Cache

Overview

nexa-gauge includes cache support in every normal run. The cache is part of the execution model, not an afterthought: it lets repeated evaluations reuse trusted work while recomputing only the records and routes that actually changed.

The practical effect is simple:

  • unchanged records reuse prior node outputs
  • changed records invalidate only the affected work
  • changed model or strategy routing invalidates the affected route
  • reports remain reproducible for the same data and execution route

This makes nexa-gauge suitable for iterative prompt work, regression testing, benchmark runs, and production-style evaluation jobs where cost and repeatability matter.

Execution Flow

Graph
Rendering diagram...

What Is Cached

nexa-gauge caches node outputs for each record and route. A route is the exact path through the graph for the selected target, including the prerequisite nodes needed to produce that target.

Examples:

  • Running grounding can reuse stable chunk, refiner, and claims outputs.
  • Running eval can reuse unchanged utility outputs and only execute metrics that are still eligible and uncached.
  • Re-running the same dataset after a small edit only recomputes the affected record paths.

Aggregation and presentation steps are fast and are intentionally recomputed from cached upstream artifacts.

Cache Identity

Cache reuse depends on both data and routing. If either changes in a meaningful way, nexa-gauge recomputes the affected node output.

Data attributes that participate in cache identity include:

AttributeWhy it matters
generationSource text for chunking, claims, safety, and most scoring.
questionRequired by relevance and optional judge fields.
contextRequired by grounding and optional judge fields.
referenceRequired by reference metrics and optional judge fields.
gevalGEval criteria, steps, and selected item fields.
redteamCustom safety rubrics and selected item fields.
reference_filesExternal reference material attached to the case.

Route attributes that participate in cache identity include:

AttributeWhy it matters
target node routeDifferent targets use different graph paths.
node nameEach node has an isolated cache identity.
model routingPrimary model, fallback model, and temperature affect judge output.
utility strategychunker, refiner, and refiner_top_k affect downstream artifacts.
upstream pathA node is reused only when the prerequisite path that produced its inputs is also compatible.

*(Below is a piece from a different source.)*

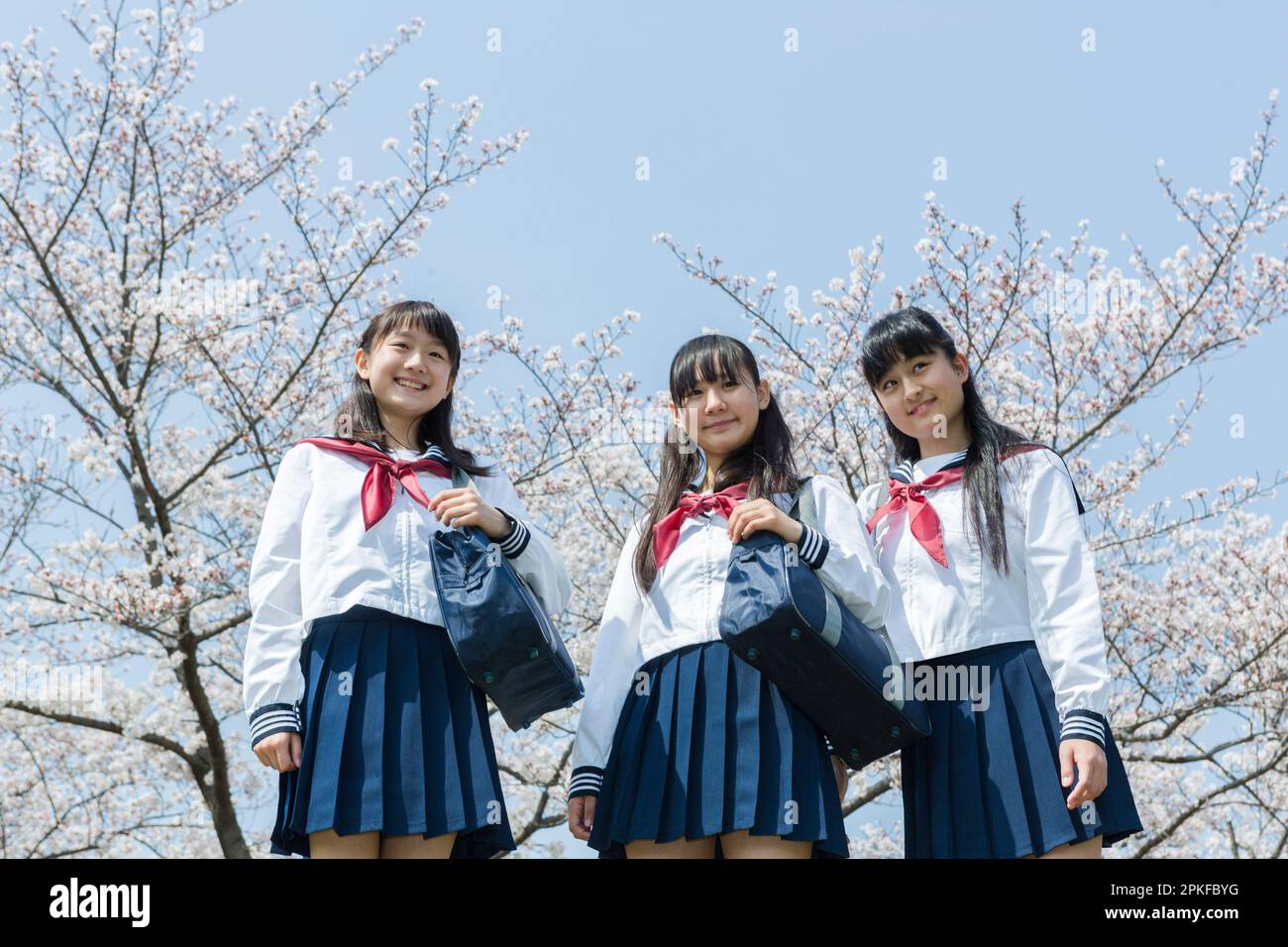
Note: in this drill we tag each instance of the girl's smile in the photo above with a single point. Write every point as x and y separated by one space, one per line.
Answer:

You do not need to manage this manually. If the record or route changes, nexa-gauge treats the old output as stale for that path.

Estimate And Run

run writes reusable cache entries for executed work.

bash
nexagauge run eval --input sample.json --output-dir ./report

estimate can use compatible cached run artifacts to produce a more realistic cost preview without replaying the full branch.

bash
nexagauge estimate eval --input sample.json

This is useful after a partial run: estimates can distinguish work that is already cached from work that would still need LLM calls.

Controls

Caching is enabled by default.

OptionBehavior
defaultRead existing cache entries and write new entries for executed work.
--forceIgnore existing entries for this run, but write fresh results.
--no-cacheDisable cache reads and writes.
--cache-dirUse a specific cache directory for cache commands.
NEXAGAUGE_CACHE_DIRSet the default cache location for runs.

Use --force when you want fresh results after changing external assumptions. Use --no-cache only when you need a fully uncached diagnostic run.

Operational Guidance

For stable comparisons:

  • keep input records stable
  • pin model routing with --llm-model and --llm-fallback
  • keep utility strategy flags stable
  • use the same target node when comparing runs

For dataset iteration:

  • edit only the records you need to change
  • rerun the same target
  • let nexa-gauge reuse unaffected records and routes

The cache is designed to make repeated evaluation practical without hiding invalidation. Stable work is reused; changed work is recomputed.